Wichtigste Flächennachfrager 2022 sind die Transport-, Lager- und Logistikunternehmen, die am Jahresende mit 122.100 m² einen Umsatzanteil von 35,3 % erreichen. Es folgen mit 110.300 m² bzw. 31,9 Prozent der im Vorjahr erstplatzierte Handel sowie die Gruppe der Industrie und verarbeitenden Gewerbebetriebe mit rund 39.000 m² bzw. 11,2 Prozent. Im Vergleich zu 2021 weisen allerdings nahezu alle Branchen signifikante Abnahmen des generierten Flächenumsatzes auf.

Wirtschaftliche Rahmenbedingungen entwickeln sich besser als erwartet

Der Ausblick auf die Entwicklung der wirtschaftlichen Rahmenbedingungen fällt besser aus als noch vor wenigen Monaten. „Mit einem Plus von voraussichtlich 1,9 Prozent ist das BIP 2022 stärker angewachsen als zuletzt prognostiziert und für 2023 wird nur noch mit einem geringen Wirtschaftsrückgang gerechnet. Der Arbeitsmarkt erweist sich als stabil. Die Inflation ist zwar weiterhin hoch, hat zuletzt aber abgenommen. Dies wird den Handel, die Industrie und folglich das Lager- und Logistikgewerbe in den kommenden Monaten weiter stützen“, erläutert Crommen. Ohnehin ist es auf den Lager- und Logistikmärkten bislang nicht zu einem Nachfrageeinbruch gekommen. Der Flächenbedarf ist weiterhin hoch. Das zentrale Problem im Rhein-Main-Gebiet bleibt damit auch zukünftig der Mangel an anmietbaren Flächen, die den Nutzeransprüchen entsprechen. Dies betrifft vor allem das großflächige Flächencluster, aber auch bei mittleren und kleineren Flächengrößen ist das Angebot nahezu aufgebraucht.
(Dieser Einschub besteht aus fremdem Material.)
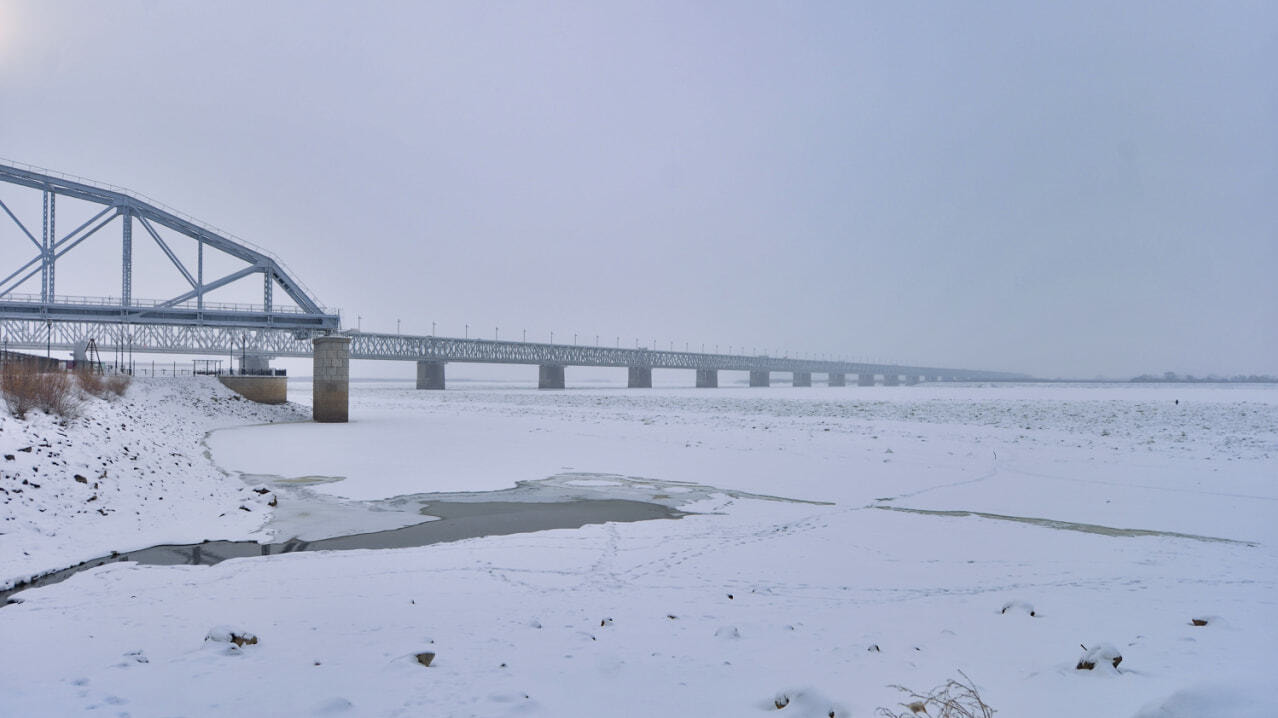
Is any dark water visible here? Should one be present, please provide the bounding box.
[0,498,688,603]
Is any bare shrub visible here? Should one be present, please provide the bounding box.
[874,671,994,718]
[36,372,79,419]
[0,362,79,419]
[106,374,133,396]
[75,367,107,399]
[0,362,36,419]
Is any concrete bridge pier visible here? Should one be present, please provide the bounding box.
[318,336,350,423]
[626,367,652,388]
[417,362,443,390]
[537,364,564,388]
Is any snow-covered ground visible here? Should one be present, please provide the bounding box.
[0,382,1278,718]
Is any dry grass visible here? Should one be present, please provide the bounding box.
[106,374,133,396]
[874,671,994,718]
[75,367,106,399]
[0,362,79,419]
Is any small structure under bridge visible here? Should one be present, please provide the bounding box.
[0,161,1029,420]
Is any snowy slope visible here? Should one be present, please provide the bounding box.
[0,377,309,586]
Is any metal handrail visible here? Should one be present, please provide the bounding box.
[0,157,320,313]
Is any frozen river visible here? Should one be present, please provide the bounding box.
[0,382,1278,717]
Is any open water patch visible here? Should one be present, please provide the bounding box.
[0,471,828,606]
[873,506,1256,547]
[0,498,688,603]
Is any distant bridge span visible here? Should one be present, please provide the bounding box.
[0,161,1030,413]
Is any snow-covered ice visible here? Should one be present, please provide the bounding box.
[0,382,1278,718]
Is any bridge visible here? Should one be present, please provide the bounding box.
[0,160,1030,420]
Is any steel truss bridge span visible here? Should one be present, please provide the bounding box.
[0,319,1030,381]
[0,160,340,331]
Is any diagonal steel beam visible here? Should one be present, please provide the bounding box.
[54,207,119,259]
[138,266,263,309]
[0,254,45,296]
[138,215,199,289]
[54,207,116,251]
[0,199,45,251]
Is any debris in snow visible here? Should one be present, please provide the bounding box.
[714,626,741,639]
[204,626,257,650]
[1075,643,1122,671]
[999,600,1038,616]
[759,689,849,718]
[874,671,994,718]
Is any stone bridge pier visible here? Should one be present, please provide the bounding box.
[626,367,652,388]
[318,336,350,423]
[537,364,564,388]
[417,362,443,390]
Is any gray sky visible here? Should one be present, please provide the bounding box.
[0,0,1278,377]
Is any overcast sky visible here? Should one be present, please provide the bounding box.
[0,0,1278,377]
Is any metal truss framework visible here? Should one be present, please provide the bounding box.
[0,161,340,331]
[0,321,1030,381]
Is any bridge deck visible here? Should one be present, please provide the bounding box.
[0,318,1030,381]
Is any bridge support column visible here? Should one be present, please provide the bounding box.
[417,362,443,390]
[537,364,564,388]
[312,336,350,423]
[626,367,652,388]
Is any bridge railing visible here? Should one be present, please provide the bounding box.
[0,293,336,314]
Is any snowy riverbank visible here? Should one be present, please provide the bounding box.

„Besserung ist nicht in Sicht, auch weil Grundstücke, auf denen neue Projekte realisiert werden können bzw. die für solche geeignet sind, fehlen. Aktuelle spekulativ errichtete Bauvorhaben wie die Projekte „D-Port“ in Kelsterbach und „Holzpark“ in Hanau werden schnell vom Markt absorbiert und führen nicht wirklich zu einer Marktentspannung“, so Weyrauch. Dies birgt Potenzial für weitere Mietsteigerungen in den kommenden Monaten. „Am Jahresende 2022 beträgt die Spitzenmiete für Logistikflächen ab einer Fläche von 5.000 m² 7,30 Euro je m². Diese hat sich damit zuletzt zwar nicht verändert, liegt aber 50 Cent über dem Vorjahresniveau. Zudem ist eine erneute Verschiebung von Anmietungsaktivitäten in die Randbereiche des Marktgebietes sowie darüber hinaus, wo ein größeres Realisierungspotenzial für neue Vorhaben besteht, zu erwarten“, prognostiziert Kanzler.